Copying pixels around quickly within a surface is a bit of a problem in cairo. cairo currently doesn't specify what should happen if a surface is both the source and destination of a drawing operation, and at least pixman-based backends do weird things in many of these cases. I think unspecified behaviour is bad, and cairo should just define this case so that the "obvious thing" happens --- it's as if you made a copy of the surface and used that copy as the source while drawing into the surface. It's not hard to implement that way for the general case, and for specific cases we can optimize self-copies quite easily to avoid the temporary surface (e.g., when the self-copy is a simple integer translation of the surface contents). So we can fix the self-copy problem in cairo.
My bigger problem has been wrestling with the OS X Core Graphics APIs. Currently cairo-quartz uses CGBitmapContexts for its surfaces, because they give us easy direct access to pixel data and they're easy to use as CGImages if we draw one surface to another with tiling. However, Apple docs enthusiastically recommend using CGLayers for improved performance. Indeed the QuartzCache example shows a significant performance boost from using CGLayers instead of CGBitmapContexts. So I've got a patch that adds to cairo-quartz the ability to create surfaces backed by CGLayers.
Unfortunately, even these CGLayer surfaces don't make scrolling as fast as I want it to be. Shark profiling shows that we spend 20% of the time in the self-copy, moving pixels in the CGLayer, and then 60% of the time actually copying that CGLayer to the window. That sounded a bit wrong since the whole point of CGLayers is that you can efficiently blit them to the window. So I looked closer at the profile and noticed the CGLayer copy time is all in argb32_image_mark_rgb32, while if I profile the QuartzCache CGLayer example (modified to more closely emulate what we do when scrolling), copying the CGLayer to the window uses sseCGSBlendXXXX8888 (via CGSBlendRGBA8888toRGBA8888). Googling, plus inspection of the machine code of those functions, shows that argb32_image_mark_rgb32 is a fairly nasty slow fallback path, and CGSBlendRGBA8888toRGBA8888 is the really fast thing that we want to be using. So the question remains, why are we getting the slow path in my layers code while the QuartzCache example gets the fast path?
This was really painful to answer without CoreGraphics source code. I did some reverse engineering of argb32_image, but it's a huge function (20K of compiled code) and that wasn't fruitful. Instead I wrote experimental code, and eventually just wrote some code that creates a layer for the CGContext we obtain from [[NSGraphicsContext currentContext] graphicsPort] in our NSView's drawRect method, and immediately blits that layer to the context. Still slow.

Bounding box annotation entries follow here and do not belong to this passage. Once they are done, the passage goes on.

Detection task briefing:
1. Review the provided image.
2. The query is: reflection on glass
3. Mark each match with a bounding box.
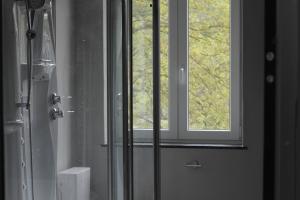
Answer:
[188,0,231,130]
[132,0,169,129]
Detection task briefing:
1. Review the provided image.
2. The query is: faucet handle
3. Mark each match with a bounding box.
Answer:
[50,93,61,105]
[50,108,64,120]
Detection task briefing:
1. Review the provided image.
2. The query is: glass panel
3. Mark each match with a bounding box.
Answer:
[108,0,127,200]
[1,0,110,200]
[132,0,169,129]
[160,0,169,129]
[188,0,231,130]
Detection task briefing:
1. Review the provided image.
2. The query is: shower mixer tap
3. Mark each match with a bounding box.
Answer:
[50,93,61,105]
[50,108,64,120]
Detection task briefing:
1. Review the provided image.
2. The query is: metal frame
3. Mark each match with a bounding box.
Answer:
[263,0,277,200]
[152,0,161,200]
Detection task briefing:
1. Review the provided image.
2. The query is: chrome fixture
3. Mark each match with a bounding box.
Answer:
[50,93,61,105]
[50,108,64,120]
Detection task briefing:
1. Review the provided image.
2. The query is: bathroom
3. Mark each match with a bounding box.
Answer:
[1,0,298,200]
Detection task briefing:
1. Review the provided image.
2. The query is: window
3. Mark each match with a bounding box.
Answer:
[132,0,241,141]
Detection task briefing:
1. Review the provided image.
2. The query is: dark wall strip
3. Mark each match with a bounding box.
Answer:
[122,0,130,200]
[263,0,277,200]
[0,1,5,199]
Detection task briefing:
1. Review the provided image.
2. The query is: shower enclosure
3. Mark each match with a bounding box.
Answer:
[1,0,264,200]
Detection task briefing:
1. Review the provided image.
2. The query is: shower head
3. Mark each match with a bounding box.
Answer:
[26,0,45,10]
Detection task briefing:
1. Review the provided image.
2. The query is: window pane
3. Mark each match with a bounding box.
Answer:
[160,0,169,129]
[188,0,231,130]
[132,0,169,129]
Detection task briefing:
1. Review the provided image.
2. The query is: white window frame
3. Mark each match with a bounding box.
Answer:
[134,0,243,143]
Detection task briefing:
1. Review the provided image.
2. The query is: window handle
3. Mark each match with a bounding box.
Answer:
[184,160,203,169]
[179,66,185,84]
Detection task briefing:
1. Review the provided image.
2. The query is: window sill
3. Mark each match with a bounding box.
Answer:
[101,142,248,150]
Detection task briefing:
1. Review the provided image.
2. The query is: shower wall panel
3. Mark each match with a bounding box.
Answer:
[56,0,107,200]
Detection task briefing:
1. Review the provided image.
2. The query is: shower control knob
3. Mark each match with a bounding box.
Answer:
[50,93,61,105]
[50,108,64,120]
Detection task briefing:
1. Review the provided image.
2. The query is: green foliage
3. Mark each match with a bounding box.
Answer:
[133,0,230,130]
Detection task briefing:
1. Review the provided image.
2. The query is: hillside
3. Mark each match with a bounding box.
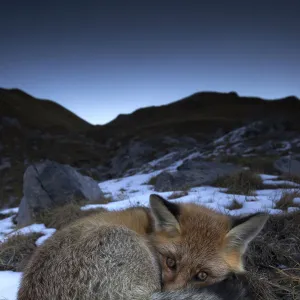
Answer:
[92,92,300,140]
[0,89,92,131]
[0,89,300,207]
[0,89,107,207]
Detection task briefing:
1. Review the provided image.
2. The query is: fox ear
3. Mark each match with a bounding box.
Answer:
[226,213,269,255]
[150,194,180,235]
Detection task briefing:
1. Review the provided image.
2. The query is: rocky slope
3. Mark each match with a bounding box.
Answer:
[0,89,300,207]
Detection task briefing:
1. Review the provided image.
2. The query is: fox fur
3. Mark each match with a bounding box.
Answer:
[18,194,267,300]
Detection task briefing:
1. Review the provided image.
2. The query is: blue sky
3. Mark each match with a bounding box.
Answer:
[0,0,300,124]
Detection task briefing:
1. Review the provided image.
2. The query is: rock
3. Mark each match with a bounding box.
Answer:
[274,157,300,176]
[154,172,185,192]
[154,159,241,192]
[17,160,104,226]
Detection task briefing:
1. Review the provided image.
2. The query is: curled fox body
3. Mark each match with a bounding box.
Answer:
[18,195,267,300]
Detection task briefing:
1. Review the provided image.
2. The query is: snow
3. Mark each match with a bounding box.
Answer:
[148,152,177,167]
[0,271,22,300]
[294,198,300,204]
[259,174,278,180]
[263,180,300,187]
[0,152,300,300]
[0,216,15,242]
[0,207,19,215]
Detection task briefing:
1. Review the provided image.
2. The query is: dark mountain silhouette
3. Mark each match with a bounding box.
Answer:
[0,89,300,207]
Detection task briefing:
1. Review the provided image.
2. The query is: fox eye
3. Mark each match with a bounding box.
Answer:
[196,272,208,281]
[166,257,176,270]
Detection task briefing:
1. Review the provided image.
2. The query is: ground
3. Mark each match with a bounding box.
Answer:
[0,156,300,300]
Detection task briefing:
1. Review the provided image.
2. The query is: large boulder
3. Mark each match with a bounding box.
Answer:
[274,157,300,176]
[17,160,104,226]
[154,159,241,192]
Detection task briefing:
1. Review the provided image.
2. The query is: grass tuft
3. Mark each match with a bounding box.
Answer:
[226,199,243,210]
[275,191,300,211]
[213,170,263,196]
[147,176,157,185]
[168,191,189,199]
[245,211,300,300]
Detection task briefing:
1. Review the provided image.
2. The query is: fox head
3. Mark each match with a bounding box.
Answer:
[150,194,268,291]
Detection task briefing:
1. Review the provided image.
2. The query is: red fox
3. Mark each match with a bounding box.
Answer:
[18,194,268,300]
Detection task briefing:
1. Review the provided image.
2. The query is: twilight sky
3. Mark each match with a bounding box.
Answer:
[0,0,300,124]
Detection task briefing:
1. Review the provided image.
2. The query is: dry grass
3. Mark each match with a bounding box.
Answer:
[213,170,263,196]
[279,174,300,184]
[0,233,42,272]
[226,199,243,210]
[245,211,300,300]
[36,203,106,229]
[168,191,189,199]
[275,191,300,211]
[0,213,14,220]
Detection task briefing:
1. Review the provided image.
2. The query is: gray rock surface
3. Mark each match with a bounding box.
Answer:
[154,159,241,192]
[17,160,103,226]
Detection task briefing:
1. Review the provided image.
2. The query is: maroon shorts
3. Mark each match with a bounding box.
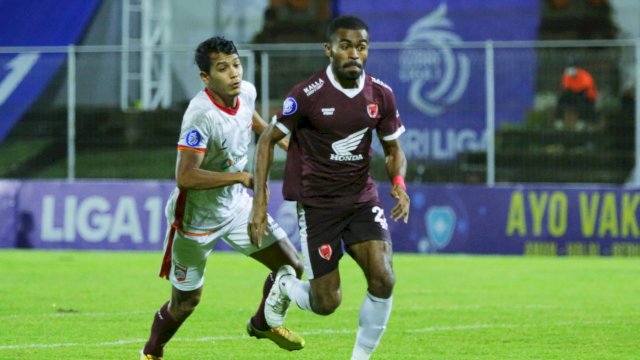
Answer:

Clearly there's something wrong with the state of the CGContext of our NSView. But how does our NSView set up its context differently from the QuartzCache example? Then I recalled that we return YES for isFlipped in our NSView to put it into the coordinate system other platforms expect --- (0,0) at the top left. So I tried returning YES for isFlipped in the QuartzCache example --- bingo, it slows right down and takes the argb32_image_mark_rgb32 path. In fact it looks like returning YES for isFlipped slows down a lot of the APIs used in QuartzCache...
Conclusion: for high performance graphics on OS X, avoid isFlipped. Or something like that. It's fairly bogus that adding such a simple transform to the CGContext would hurt performance so much, but so it goes...
I'm not quite sure how we're going to fix this in Gecko yet. I'll be brainstorming on #gfx on IRC tomorrow!